Five Actions to Save Atlantic Cod | Conservation Law Foundation

Five Actions to Save Atlantic Cod

Cod is in crisis. Here's how it could recover.

Ashira Morris | @ashiramorris

Atlantic cod is in crisis. It’s been overfished for decades, despite federal law requiring our fishery managers to end overfishing and rebuild to healthy populations as quickly as possible. Management actions to date have not been successful. If we don’t take forceful action now, it will be close to impossible for cod to recover in the near future.

That’s why CLF petitioned the federal government to follow the law and save Atlantic cod. Our petition calls for five new conservation and management measures. Given the years of ineffective management that led to this crisis, these measures are necessary to end overfishing immediately and finally put cod on a path to recovery.

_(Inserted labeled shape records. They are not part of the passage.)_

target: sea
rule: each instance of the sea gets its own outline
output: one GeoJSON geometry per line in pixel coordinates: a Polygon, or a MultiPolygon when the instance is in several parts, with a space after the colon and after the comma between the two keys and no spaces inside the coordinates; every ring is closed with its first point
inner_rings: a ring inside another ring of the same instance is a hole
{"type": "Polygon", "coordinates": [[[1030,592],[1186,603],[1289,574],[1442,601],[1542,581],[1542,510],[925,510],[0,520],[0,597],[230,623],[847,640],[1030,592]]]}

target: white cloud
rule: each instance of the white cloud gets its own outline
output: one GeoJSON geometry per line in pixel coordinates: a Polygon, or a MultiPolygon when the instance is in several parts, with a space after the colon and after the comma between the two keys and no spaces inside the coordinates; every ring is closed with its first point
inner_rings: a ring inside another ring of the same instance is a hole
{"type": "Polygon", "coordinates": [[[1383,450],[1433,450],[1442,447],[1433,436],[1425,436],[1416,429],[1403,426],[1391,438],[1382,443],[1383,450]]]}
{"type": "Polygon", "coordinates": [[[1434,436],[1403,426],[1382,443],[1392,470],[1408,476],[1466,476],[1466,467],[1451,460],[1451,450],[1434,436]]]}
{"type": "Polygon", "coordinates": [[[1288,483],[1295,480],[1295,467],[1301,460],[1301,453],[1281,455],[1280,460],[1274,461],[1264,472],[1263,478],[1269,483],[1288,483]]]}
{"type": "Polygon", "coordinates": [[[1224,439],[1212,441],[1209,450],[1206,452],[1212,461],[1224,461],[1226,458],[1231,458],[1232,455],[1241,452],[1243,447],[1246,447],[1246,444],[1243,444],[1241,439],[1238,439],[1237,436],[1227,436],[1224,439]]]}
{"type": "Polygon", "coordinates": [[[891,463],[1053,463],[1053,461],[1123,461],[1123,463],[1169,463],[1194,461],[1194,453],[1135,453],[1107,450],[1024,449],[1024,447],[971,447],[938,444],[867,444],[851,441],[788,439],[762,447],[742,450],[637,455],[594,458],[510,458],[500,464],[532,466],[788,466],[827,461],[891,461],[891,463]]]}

1. Monitor all New England groundfish trips

Fishery managers set low catch limits for cod given its overfished status. These limits are meant to constrain fishing. But under the current system where the majority of trips don’t have a monitor on board, it’s actually better for a fisherman’s business to simply throw cod overboard rather than bring it to market. This way, the discarded cod doesn’t count toward the low catch limits, and the fishermen can keep their boats in the water for longer. In 2018, there were reports of up to 3,000 pounds of illegally discarded cod per trip.

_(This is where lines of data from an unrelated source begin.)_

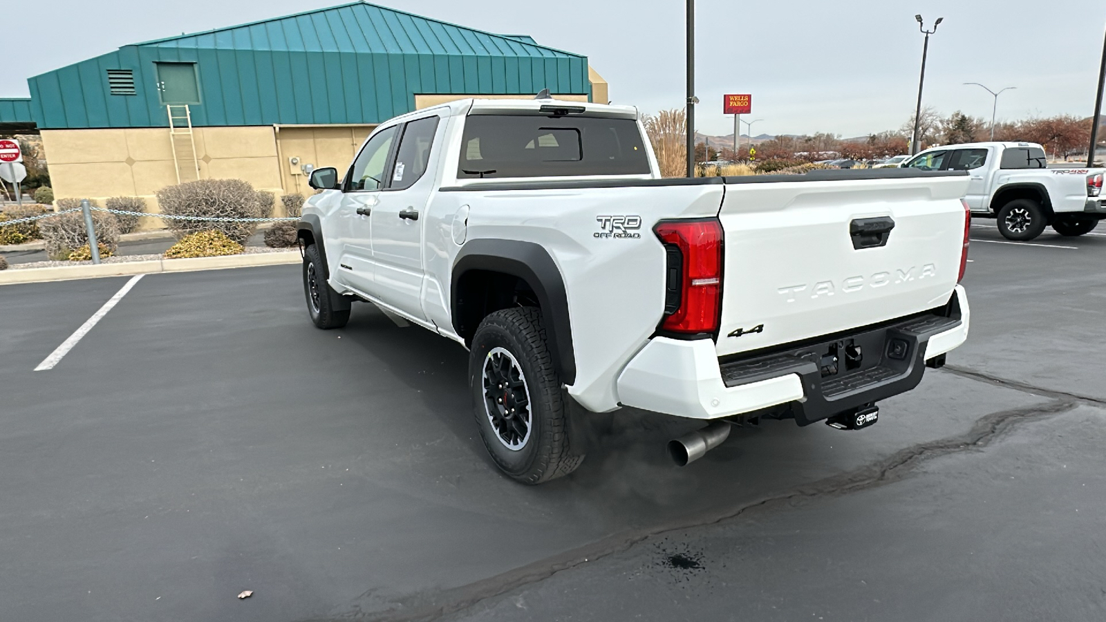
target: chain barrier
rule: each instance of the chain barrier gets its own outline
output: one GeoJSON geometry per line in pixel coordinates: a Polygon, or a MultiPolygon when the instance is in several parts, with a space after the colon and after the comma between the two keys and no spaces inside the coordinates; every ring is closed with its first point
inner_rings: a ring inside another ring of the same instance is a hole
{"type": "MultiPolygon", "coordinates": [[[[174,216],[169,214],[147,214],[145,211],[127,211],[125,209],[105,209],[103,207],[91,207],[93,211],[106,211],[108,214],[116,214],[119,216],[150,216],[153,218],[165,218],[168,220],[197,220],[201,222],[288,222],[293,220],[299,220],[298,216],[279,216],[271,218],[223,218],[219,216],[174,216]]],[[[74,211],[81,211],[80,207],[74,207],[71,209],[63,209],[62,211],[50,211],[46,214],[41,214],[39,216],[28,216],[25,218],[15,218],[14,220],[0,220],[0,227],[7,227],[8,225],[19,225],[20,222],[33,222],[34,220],[42,220],[43,218],[52,218],[54,216],[61,216],[62,214],[72,214],[74,211]]]]}

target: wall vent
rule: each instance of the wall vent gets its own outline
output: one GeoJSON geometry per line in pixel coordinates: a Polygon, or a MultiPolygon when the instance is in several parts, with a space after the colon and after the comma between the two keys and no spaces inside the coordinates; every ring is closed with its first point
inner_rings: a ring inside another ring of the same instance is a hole
{"type": "Polygon", "coordinates": [[[113,95],[136,95],[135,72],[129,69],[107,70],[107,86],[113,95]]]}

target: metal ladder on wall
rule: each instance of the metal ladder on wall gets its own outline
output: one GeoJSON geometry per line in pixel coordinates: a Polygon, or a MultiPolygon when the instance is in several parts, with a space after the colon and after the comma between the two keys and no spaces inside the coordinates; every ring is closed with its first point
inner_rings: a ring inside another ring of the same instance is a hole
{"type": "Polygon", "coordinates": [[[200,178],[200,163],[196,157],[196,138],[192,136],[192,113],[188,104],[166,104],[169,114],[169,143],[173,146],[173,167],[177,183],[200,178]],[[188,138],[185,139],[185,136],[188,138]],[[179,139],[178,139],[179,137],[179,139]]]}

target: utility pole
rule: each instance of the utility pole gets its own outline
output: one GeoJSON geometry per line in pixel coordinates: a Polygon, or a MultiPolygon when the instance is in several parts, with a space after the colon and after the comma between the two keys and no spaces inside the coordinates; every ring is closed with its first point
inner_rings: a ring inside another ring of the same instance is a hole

Without an accurate understanding of how much cod is actually being caught, managers cannot prevent – let alone end – overfishing. Also, these illegal discards aren’t accounted for in the data used to inform stock assessments and set catch limits. This leaves scientists and managers operating from a place of incomplete data. Cod simply cannot rebound to healthy levels under these conditions.

The only way to know what is actually being caught is through 100% monitoring on every groundfish trip in New England. Whether done by a person or an onboard camera, the monitor collects data such as kept and discarded catch, fishing gear, and fishing location. The Pacific Fishery Management Council already made this transition a decade ago, and many of their overfished stocks rebuilt ahead of schedule. Scientists in New England, and even some fishermen themselves, have also acknowledged that 100% monitoring is needed for sustainable management.

2. Stop fishing for cod – both commercially and recreationally

Atlantic cod is in such a precarious place that continued fishing will hinder recovery. Scientific studies show that stocks are more likely to rebuild if there’s an immediate ramp down of fishing instead of trying to make small reductions over time. Managers have tried the small reductions method in the cod fishery for nearly two decades, and it hasn’t worked. Now, more drastic action is needed.

3. Create refuges to protect important habitat

Managers need to create refuges where cod can spawn, grow, and thrive. This means closing important cod areas to any fishing capable of catching cod and other groundfish. It’s especially important to protect young juvenile cod so they’re not caught before they can grow. Refuges must also protect the large, highly productive females. These big mother fish lay exponentially more eggs than their smaller, younger counterparts. Setting aside some of the ocean for them to safely spawn will help build the next generation of cod.

4. Require modified fishing gear to reduce cod bycatch

Cod are still likely to be caught even with a prohibition on cod fishing. This is because cod can be caught as “bycatch” when vessels are targeting other groundfish species. To minimize bycatch, and so that other fishing can continue while cod makes a comeback, managers must require specific nets and other fishing gear that avoid cod.

5. Make sure that recreational fisheries aren’t killing cod

Recreational fishing has a big impact on the cod population. In 2018 alone, recreational fishing accounted for nearly 10% of the total landings of Atlantic cod. To facilitate cod recovery, areas that are closed to commercial fishing must also be off-limits to recreational fishing. Also, by requiring specific catch-and-release practices across all of Atlantic cod’s range, cod can have a better chance of survival if accidentally caught by recreational fishermen.

We understand that it may take time to develop and implement some of these necessary measures on the water. That’s why in addition to these five actions, we called on the federal government to take emergency action in the interim. Managers should immediately close all commercial and recreational fishing for cod in the Gulf of Maine and mandate fishing gears that minimize the risk of bycatch.

We recognize that these actions will be difficult for fishing communities already feeling the pinch of cod’s impending collapse. But without these measures, cod will run out of time – and the entire cod fishery with it.